Chronic illnesses are progressive and disabling, and are not always reversible. “Until we have cures, success may mean slowing the rate of progression or achieving partial functional improvement,” Dr. Lockshin says. “Value measures may include traditional biological measures, maintenance of function, time in the hospital, social and emotional health and less cost.”
Treatment goals differ according to initial disease severity and other characteristics. “Because rheumatic diseases are heterogeneous, as we assess value, we stratify patients by initial severity,” Dr. Kasturi says. “Because socioeconomic and psychological factors greatly impact outcome, we will stratify patients along these lines as well.”
Defining Value for Different Stakeholders
At HSS, value-based healthcare is incorporated into practice by identifying and implementing clinical care pathways that lead to the best outcomes. Best is defined conjointly by several stakeholders, including patients, doctors and society. “We measure outcomes at fixed, clinically meaningful time points, both short and long term,” Dr. Lockshin says.

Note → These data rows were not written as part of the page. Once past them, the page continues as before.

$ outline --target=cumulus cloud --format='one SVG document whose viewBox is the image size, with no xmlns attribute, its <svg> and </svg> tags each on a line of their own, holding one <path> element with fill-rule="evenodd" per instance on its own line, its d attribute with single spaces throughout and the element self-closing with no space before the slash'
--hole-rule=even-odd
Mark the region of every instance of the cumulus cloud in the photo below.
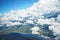
<svg viewBox="0 0 60 40">
<path fill-rule="evenodd" d="M 49 26 L 49 29 L 52 30 L 54 35 L 60 35 L 60 23 L 53 23 L 52 26 Z"/>
<path fill-rule="evenodd" d="M 49 30 L 52 30 L 54 35 L 60 35 L 60 15 L 58 15 L 56 20 L 49 26 Z"/>
<path fill-rule="evenodd" d="M 20 17 L 27 17 L 30 16 L 41 16 L 44 13 L 50 13 L 51 11 L 57 11 L 59 10 L 59 6 L 56 7 L 56 5 L 59 4 L 58 0 L 39 0 L 37 3 L 34 3 L 34 5 L 30 8 L 27 8 L 26 10 L 17 10 L 9 12 L 4 16 L 5 19 L 20 19 Z"/>
<path fill-rule="evenodd" d="M 40 30 L 40 28 L 39 27 L 33 27 L 33 28 L 31 28 L 31 30 L 32 30 L 32 34 L 40 34 L 38 31 Z"/>
<path fill-rule="evenodd" d="M 54 18 L 51 18 L 51 19 L 38 19 L 38 23 L 41 24 L 41 25 L 44 25 L 44 24 L 51 25 L 54 22 L 55 22 Z"/>
<path fill-rule="evenodd" d="M 60 10 L 60 7 L 56 7 L 59 3 L 58 0 L 40 0 L 40 11 L 50 13 L 52 11 Z"/>
</svg>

For patients, success is measured against outcomes predicted after stratifying patients’ initial disease severity, relevant biological markers, organ systems involved, duration of illness and psycho-social and economic context. “Sharing this information with patients enables them to make informed decisions,” Dr. Kasturi says. “We proactively define and measure meaningful patient-reported outcomes at the point of care. These include emotional and social health, as well as physical function. We note patient satisfaction with attainment of these goals.”